The night was suitable. Fog hung in laneways and made the streets damp and uninviting. Pat set off early so that he could check their escape route. He passed the pub where the scabs would assemble later for drink and recreation. The pub he himself would visit looked almost empty. He turned the corner and followed a laneway which led, after a number of intersections, to the banks of the Royal Canal. Some yards along the towpath a barge was tethered. He went aboard. The door of the cabin was open as had been arranged. It would hide them from the police. The next morning, if the search continued, they had only to stay put and the bargeman would take them downstream and let them off at one of the city bridges. It should work smoothly.

Satisfied, he followed the towpath towards the bridge. It was miserably cold and dark. The fog made his hair wet and found its way up his sleeves, chilling him. He was hungry. He lived a lot of the time on bread and tea. Hunger was a state that was constant, yet seldom critical. But it depressed him. The mud on the towpath squelched under his boots, the withered grass at its edge was still tall enough to wet his trouser legs as he brushed past, the waters of the canal were oily and shrouded in mist. At a distance, like something seen through a tunnel, was the main road bridge with its gas-lamps and traffic. He walked towards it; but without enthusiasm.
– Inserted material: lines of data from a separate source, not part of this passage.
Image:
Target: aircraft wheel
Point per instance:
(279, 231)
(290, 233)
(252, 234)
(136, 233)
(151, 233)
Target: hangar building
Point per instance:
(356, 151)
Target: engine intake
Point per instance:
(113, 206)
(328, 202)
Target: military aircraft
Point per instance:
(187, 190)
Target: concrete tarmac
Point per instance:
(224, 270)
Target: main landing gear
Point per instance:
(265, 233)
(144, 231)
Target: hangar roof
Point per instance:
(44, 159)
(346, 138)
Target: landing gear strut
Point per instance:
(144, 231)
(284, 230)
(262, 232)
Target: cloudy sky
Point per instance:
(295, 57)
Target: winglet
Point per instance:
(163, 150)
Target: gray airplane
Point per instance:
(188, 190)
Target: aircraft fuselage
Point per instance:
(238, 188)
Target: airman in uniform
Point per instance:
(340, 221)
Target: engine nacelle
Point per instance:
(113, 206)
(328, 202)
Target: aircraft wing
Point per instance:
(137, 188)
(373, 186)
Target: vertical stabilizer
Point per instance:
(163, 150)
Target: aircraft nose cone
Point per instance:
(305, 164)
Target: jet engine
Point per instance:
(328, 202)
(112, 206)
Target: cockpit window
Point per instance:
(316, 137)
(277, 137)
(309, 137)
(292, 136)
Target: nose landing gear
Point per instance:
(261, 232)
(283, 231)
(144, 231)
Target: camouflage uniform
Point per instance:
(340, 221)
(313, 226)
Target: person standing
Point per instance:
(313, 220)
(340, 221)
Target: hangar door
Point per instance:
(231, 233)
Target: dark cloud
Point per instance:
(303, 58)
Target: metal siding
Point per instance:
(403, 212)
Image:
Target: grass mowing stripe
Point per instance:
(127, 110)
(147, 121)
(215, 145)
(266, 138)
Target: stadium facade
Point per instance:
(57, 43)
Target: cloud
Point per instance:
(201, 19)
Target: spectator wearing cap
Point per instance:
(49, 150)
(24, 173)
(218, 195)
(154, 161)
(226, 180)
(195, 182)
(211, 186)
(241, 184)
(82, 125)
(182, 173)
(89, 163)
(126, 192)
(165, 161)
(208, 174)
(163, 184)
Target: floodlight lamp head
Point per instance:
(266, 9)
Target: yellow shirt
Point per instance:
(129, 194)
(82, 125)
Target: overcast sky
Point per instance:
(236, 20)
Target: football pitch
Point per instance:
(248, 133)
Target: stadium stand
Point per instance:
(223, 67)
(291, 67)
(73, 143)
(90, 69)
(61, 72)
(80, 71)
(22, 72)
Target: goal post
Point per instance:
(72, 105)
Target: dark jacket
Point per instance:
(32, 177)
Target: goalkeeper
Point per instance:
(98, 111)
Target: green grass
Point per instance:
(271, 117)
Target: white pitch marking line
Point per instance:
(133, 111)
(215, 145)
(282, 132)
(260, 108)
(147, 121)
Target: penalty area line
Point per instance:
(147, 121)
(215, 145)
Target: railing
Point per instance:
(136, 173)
When he reached it there was still time to kill. He leaned on the parapet. The water cascading through the lock gates made a deafening sound, scattering spume that smelled of rotting vegetation. His thoughts, not for the first time, contemplated defeat. The lock-out was now in its fourth month. Winter would be an ally of the employers. Beating up scabs had become a mere gesture. It provided an outlet, but could no longer achieve anything. There were too many of them and the employers, helped by their cross-channel colleagues, still had plenty of money. There was no real hope. Expropriating the expropriators was a lifetime’s work. Or the work, maybe, of many lifetimes. The boss class stuck together.

‘Pat,’ the voice behind him said. He swung around.